1. I find it there are many website which provides TF database but I find it the source is either prediction, manuscript data mining, or manually curated. My question : is those database reliable to use? (considering many things, ex: that different cell lines probably have differenty regulatory process, incomplete database, ...) Also, is those GRN database is representing the actual regulatory process because I found it is really hard to use and for several genes I know, I can not find it in the database. I am imagining a database which I can just type the gene name and list of TF of that gene appear. I found it gene card website is like that but there is no API to do it automatically.

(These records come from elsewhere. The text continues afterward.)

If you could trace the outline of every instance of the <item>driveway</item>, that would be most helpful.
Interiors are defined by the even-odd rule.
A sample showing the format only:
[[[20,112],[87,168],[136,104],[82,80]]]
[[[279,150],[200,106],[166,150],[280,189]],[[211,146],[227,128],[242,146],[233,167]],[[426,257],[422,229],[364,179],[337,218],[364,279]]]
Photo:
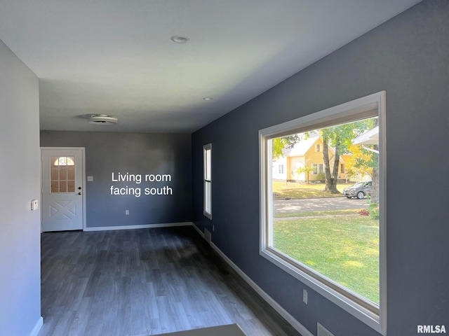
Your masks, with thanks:
[[[289,212],[325,211],[328,210],[353,210],[367,208],[369,200],[341,197],[307,198],[301,200],[275,200],[274,214]]]

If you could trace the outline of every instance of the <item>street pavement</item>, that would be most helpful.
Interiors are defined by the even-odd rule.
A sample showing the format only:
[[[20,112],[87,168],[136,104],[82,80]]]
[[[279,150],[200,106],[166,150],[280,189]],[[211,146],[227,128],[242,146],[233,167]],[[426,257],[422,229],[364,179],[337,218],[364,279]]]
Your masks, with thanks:
[[[307,198],[300,200],[274,200],[274,214],[291,212],[326,211],[329,210],[352,210],[367,208],[369,200],[341,197]]]

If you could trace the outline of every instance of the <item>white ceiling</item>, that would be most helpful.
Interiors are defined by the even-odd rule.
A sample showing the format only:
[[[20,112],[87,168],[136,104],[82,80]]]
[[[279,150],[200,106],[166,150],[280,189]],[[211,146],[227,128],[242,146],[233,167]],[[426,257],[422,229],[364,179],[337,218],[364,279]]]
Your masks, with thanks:
[[[190,133],[417,2],[0,0],[0,39],[39,78],[41,130]]]

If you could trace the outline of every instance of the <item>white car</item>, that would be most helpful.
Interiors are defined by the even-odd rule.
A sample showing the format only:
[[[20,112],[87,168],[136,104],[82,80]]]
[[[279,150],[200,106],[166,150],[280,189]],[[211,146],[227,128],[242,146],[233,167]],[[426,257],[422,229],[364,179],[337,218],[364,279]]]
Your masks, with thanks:
[[[373,182],[371,181],[357,182],[351,187],[343,189],[343,195],[348,198],[357,197],[358,200],[361,200],[367,195],[370,194],[372,190]]]

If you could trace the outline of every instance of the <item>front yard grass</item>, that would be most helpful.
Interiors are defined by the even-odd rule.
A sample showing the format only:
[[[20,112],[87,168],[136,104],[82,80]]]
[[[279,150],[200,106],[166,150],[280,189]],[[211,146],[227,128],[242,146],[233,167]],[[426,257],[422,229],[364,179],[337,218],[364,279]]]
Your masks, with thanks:
[[[337,189],[343,192],[343,189],[354,183],[337,184]],[[323,191],[324,183],[298,183],[281,181],[273,181],[273,195],[275,199],[341,197],[342,194],[331,194]]]
[[[275,220],[274,244],[276,249],[379,304],[377,220],[360,215]]]

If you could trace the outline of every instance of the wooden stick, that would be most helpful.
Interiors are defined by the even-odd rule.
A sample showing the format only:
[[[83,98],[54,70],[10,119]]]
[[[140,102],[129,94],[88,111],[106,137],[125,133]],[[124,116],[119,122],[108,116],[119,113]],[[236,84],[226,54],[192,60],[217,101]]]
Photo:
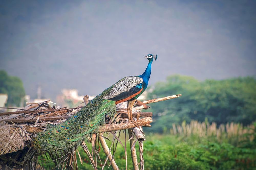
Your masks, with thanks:
[[[148,127],[147,126],[148,126],[149,124],[152,122],[153,121],[151,117],[147,117],[135,121],[137,124],[140,126],[142,126],[145,125],[147,126],[147,127]],[[31,126],[24,126],[24,127],[27,132],[30,133],[38,133],[41,132],[42,132],[43,130],[42,129],[42,127],[35,127]],[[132,122],[109,125],[105,125],[102,126],[100,127],[99,132],[104,132],[111,131],[119,130],[133,128],[136,127],[136,126]]]
[[[62,108],[60,109],[41,109],[41,110],[24,110],[24,111],[18,111],[16,112],[7,112],[4,113],[0,113],[0,116],[4,116],[4,115],[7,115],[9,114],[19,114],[20,113],[24,113],[24,114],[28,114],[33,113],[46,113],[47,112],[52,112],[56,111],[59,110],[70,110],[70,111],[72,110],[74,110],[77,109],[79,109],[83,107],[83,106],[79,106],[73,108],[69,108],[67,109],[67,108]]]
[[[157,99],[151,99],[151,100],[148,100],[144,101],[142,102],[146,104],[148,104],[150,103],[156,103],[156,102],[166,100],[169,100],[170,99],[175,99],[177,98],[177,97],[180,97],[182,95],[180,94],[179,95],[175,95],[170,96],[168,96],[164,97],[162,97],[161,98],[159,98]],[[143,105],[139,106],[136,106],[136,107],[134,107],[134,108],[135,108],[136,110],[139,110],[142,109],[144,109],[144,106]]]
[[[131,138],[132,136],[132,131],[131,129],[128,129],[128,135],[129,139]],[[134,170],[139,170],[139,166],[138,164],[138,159],[137,158],[137,155],[136,154],[136,149],[135,146],[134,146],[133,149],[132,149],[132,147],[133,144],[134,143],[134,138],[131,139],[130,139],[130,146],[131,147],[131,154],[132,157],[132,164],[133,166],[133,169]]]
[[[101,135],[102,135],[102,133]],[[102,148],[103,149],[104,153],[106,154],[106,156],[107,156],[108,155],[109,155],[109,153],[108,159],[109,160],[109,161],[110,162],[113,156],[112,154],[111,154],[111,153],[109,152],[109,149],[107,145],[107,143],[106,143],[106,141],[104,138],[100,135],[99,135],[99,139],[100,144],[101,145],[101,146],[102,147]],[[114,170],[119,170],[119,168],[118,168],[118,167],[116,165],[116,163],[114,159],[113,159],[111,162],[111,166],[113,169]]]
[[[135,127],[133,128],[132,131],[135,135],[136,139],[139,142],[142,142],[146,140],[139,128]]]
[[[120,116],[121,117],[128,117],[128,114],[127,112],[120,112],[117,111],[116,112],[118,113],[123,113],[122,115]],[[152,117],[153,114],[152,112],[139,112],[138,113],[133,113],[132,116],[133,117],[137,117],[138,114],[139,113],[140,117]]]
[[[33,118],[28,117],[27,118],[20,118],[17,119],[2,119],[2,120],[5,121],[8,123],[34,123],[37,120],[39,116],[37,116]],[[57,120],[63,119],[68,119],[71,117],[70,116],[46,116],[45,117],[40,117],[38,120],[39,122],[43,122],[44,121],[55,121]]]

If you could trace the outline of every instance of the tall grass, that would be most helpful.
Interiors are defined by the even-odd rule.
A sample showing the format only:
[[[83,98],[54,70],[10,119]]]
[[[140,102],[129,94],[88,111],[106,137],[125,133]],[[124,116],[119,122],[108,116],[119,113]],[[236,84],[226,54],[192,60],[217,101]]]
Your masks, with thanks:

2. I find there are many algorithm to reverse engineer GRN. Is this technique is acceptable enough? Most of the algorithm use gene expression data to reverse engineer GRN. I find it weird because I want to use GRN as a "map" to understand eexpression data. It would be strange if I use the expression data to generate GRN and then use that GRN to explain the expression result. Because of this problem, I prefer to use "existing" published GRN data but back to question no. 1.
3. My other option is to develop my GRN by myself using existing algorithm, either prediction algorithm from TFBS or gene expression (I plan to use another dataset with same cell line). My question; is the algorithm reliable enough so that I can actually use GRN to explaining my actual dataset.
Because my research is not in the GRN itself bbut rather use it, I need it to be precise enough or my explanation result has no meaning. Maybe you can also share your knowledge or experience in this area. I am really grateful if anyone can share their opinion.
*ps : I already read almost all question related to GRN in biostar but I still can not understand. Mostly because the answer is only give a database name and too many database out there. I am confused from where I need to start because it seems using 1 of the database itself is quite hard.